Salt is similar to Ansible in that it’s a CLI-based tool that utilizes a push method of client communication. It can be installed through Git or through the package management system on masters and clients. Clients will make a request of a master server, which when accepted on the master allows that minion to be controlled.
Salt can communicate with clients through general SSH, but the scalability is greatly enhanced through the use of client agents called minions. Also, Salt includes an asynchronous file server to speed up file serving to minions, which is all part of Salt’s focus on high scalability.
As with Ansible, you can issue commands to minions directly from the CLI, such as to start services or install packages, or you can use YAML configuration files, called “states,” to handle more complex tasks. There are also “pillars,” which are centrally located sets of data that states can access while running.
You can request configuration information — such as kernel version or network interface details — from minions directly from the CLI. Minions can be delineated through the use of inventory elements, called “grains,” which makes it easy to issue commands to a particular type of server without relying on configured groups. For instance, in a single CLI direction, you could target every minion that is running a particular kernel version.
Like Puppet, Chef, and Ansible, Salt offers a large number of modules to address specific software, operating systems, and cloud services. Custom modules can be written in Python or PyDSL. Salt does offer Windows management as well as Unix, but is more at home with Unix and Linux systems.
Salt’s Web UI, Halite, is very new and not as complete as the Web UIs for the other systems. It offers views of event logs and minion status, and has the ability to run commands on minions, but little else. This tool is under active development and promises to improve significantly, but for the time being it’s bare-bones and buggy.
Salt’s biggest advantage is its scalability and resiliency. You can have multiple levels of masters, resulting in a tiered arrangement that both distributes load and increases redundancy. Upstream masters can control downstream masters and their minions. Another benefit is the peering system that allows minions to ask questions of masters, which can then derive answers from other servers to complete the picture. This can be handy if data needs to be looked up in a real-time database in order to complete a configuration of a minion.
Puppet or Chef? Ansible or Salt?
Whereas Puppet and Chef will appeal to developers and development-oriented shops, Salt and Ansible are much more attuned to the needs of system administrators. Ansible’s simple interface and usability fit right into the sys admin mindset, and in a shop with lots of Linux and Unix systems, Ansible is quick and easy to run right out of the gate.

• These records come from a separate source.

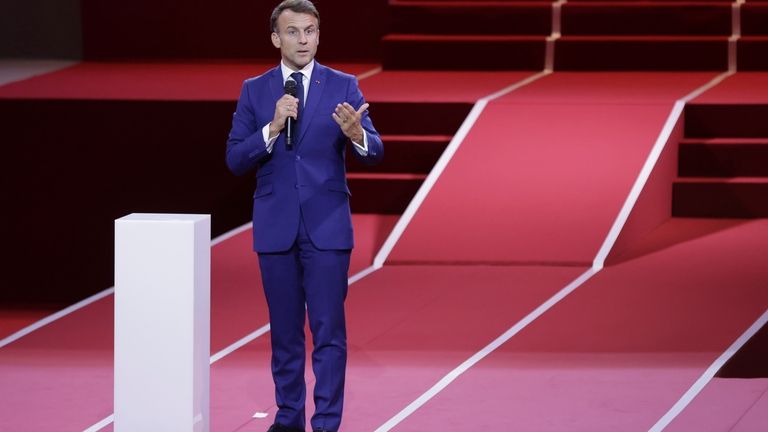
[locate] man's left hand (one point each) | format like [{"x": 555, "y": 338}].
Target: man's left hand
[{"x": 349, "y": 120}]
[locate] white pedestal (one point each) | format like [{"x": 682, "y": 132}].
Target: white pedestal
[{"x": 162, "y": 322}]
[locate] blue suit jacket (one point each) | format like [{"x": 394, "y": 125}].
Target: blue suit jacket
[{"x": 308, "y": 181}]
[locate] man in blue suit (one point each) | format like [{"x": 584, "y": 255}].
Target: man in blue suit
[{"x": 302, "y": 226}]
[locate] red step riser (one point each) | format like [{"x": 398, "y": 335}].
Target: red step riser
[
  {"x": 475, "y": 54},
  {"x": 646, "y": 19},
  {"x": 641, "y": 55},
  {"x": 526, "y": 19},
  {"x": 752, "y": 53},
  {"x": 754, "y": 19},
  {"x": 726, "y": 120},
  {"x": 719, "y": 200},
  {"x": 402, "y": 157},
  {"x": 419, "y": 118},
  {"x": 723, "y": 160},
  {"x": 381, "y": 195}
]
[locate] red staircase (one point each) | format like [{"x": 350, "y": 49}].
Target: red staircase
[
  {"x": 467, "y": 35},
  {"x": 752, "y": 51},
  {"x": 644, "y": 35},
  {"x": 414, "y": 135},
  {"x": 723, "y": 162}
]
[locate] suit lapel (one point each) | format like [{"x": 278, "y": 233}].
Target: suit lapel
[
  {"x": 276, "y": 85},
  {"x": 315, "y": 93}
]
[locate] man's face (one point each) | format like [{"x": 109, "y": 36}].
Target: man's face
[{"x": 297, "y": 36}]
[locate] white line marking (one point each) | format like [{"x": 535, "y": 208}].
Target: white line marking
[
  {"x": 229, "y": 234},
  {"x": 707, "y": 376},
  {"x": 106, "y": 421},
  {"x": 440, "y": 166},
  {"x": 549, "y": 55},
  {"x": 51, "y": 318},
  {"x": 240, "y": 343},
  {"x": 735, "y": 35},
  {"x": 29, "y": 329},
  {"x": 369, "y": 73},
  {"x": 452, "y": 375},
  {"x": 647, "y": 169},
  {"x": 233, "y": 347},
  {"x": 98, "y": 296},
  {"x": 12, "y": 70}
]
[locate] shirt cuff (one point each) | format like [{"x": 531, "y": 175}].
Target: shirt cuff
[
  {"x": 362, "y": 148},
  {"x": 269, "y": 143}
]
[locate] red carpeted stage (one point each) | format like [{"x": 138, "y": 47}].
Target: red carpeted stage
[{"x": 579, "y": 248}]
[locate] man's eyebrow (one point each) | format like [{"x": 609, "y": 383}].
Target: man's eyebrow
[{"x": 293, "y": 27}]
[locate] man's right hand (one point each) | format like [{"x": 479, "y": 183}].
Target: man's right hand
[{"x": 286, "y": 106}]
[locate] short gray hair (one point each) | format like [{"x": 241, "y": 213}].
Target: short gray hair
[{"x": 298, "y": 6}]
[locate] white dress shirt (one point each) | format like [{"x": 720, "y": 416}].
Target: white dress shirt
[{"x": 306, "y": 72}]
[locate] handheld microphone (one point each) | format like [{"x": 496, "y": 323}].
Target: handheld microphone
[{"x": 290, "y": 122}]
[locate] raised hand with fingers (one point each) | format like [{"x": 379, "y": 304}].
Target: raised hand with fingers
[{"x": 349, "y": 120}]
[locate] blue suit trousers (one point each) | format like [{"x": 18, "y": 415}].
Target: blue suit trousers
[{"x": 306, "y": 275}]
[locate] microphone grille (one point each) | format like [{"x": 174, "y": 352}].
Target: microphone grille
[{"x": 290, "y": 87}]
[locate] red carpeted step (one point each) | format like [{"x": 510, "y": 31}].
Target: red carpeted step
[
  {"x": 463, "y": 52},
  {"x": 752, "y": 53},
  {"x": 724, "y": 157},
  {"x": 649, "y": 53},
  {"x": 726, "y": 120},
  {"x": 382, "y": 193},
  {"x": 646, "y": 18},
  {"x": 478, "y": 18},
  {"x": 404, "y": 154},
  {"x": 754, "y": 18},
  {"x": 735, "y": 197},
  {"x": 419, "y": 118}
]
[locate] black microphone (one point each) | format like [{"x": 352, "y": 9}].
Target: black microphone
[{"x": 290, "y": 122}]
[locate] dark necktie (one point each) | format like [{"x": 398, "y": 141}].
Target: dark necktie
[{"x": 299, "y": 78}]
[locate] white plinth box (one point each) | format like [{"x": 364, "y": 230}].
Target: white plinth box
[{"x": 162, "y": 322}]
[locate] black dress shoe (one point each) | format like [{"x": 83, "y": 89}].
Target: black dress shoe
[{"x": 280, "y": 428}]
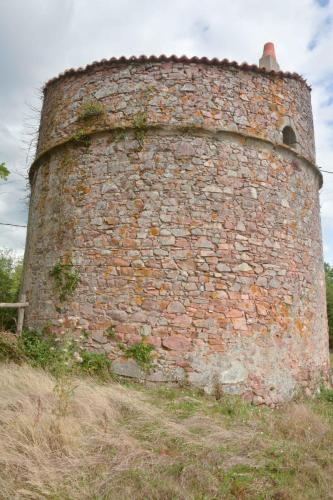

Salt is the sleekest and most robust of the four, and like Ansible it will resonate with sys admins. Highly scalable and quite capable, Salt is hamstrung only by the Web UI.
Puppet is the most mature and probably the most approachable of the four from a usability standpoint, though a solid knowledge of Ruby is highly recommended. Puppet is not as streamlined as Ansible or Salt. Puppet is the safest bet for heterogeneous environments, but you may find Ansible or Salt to be a better fit in a larger or more homogenous infrastructure.
Chef has a stable and well-designed layout, and while it’s not quite up to the level of Puppet in terms of raw features, it’s a very capable solution. Chef may pose the most difficult learning curve to administrators who lack significant programming experience, but it could be the most natural fit for development-minded admins and development shops.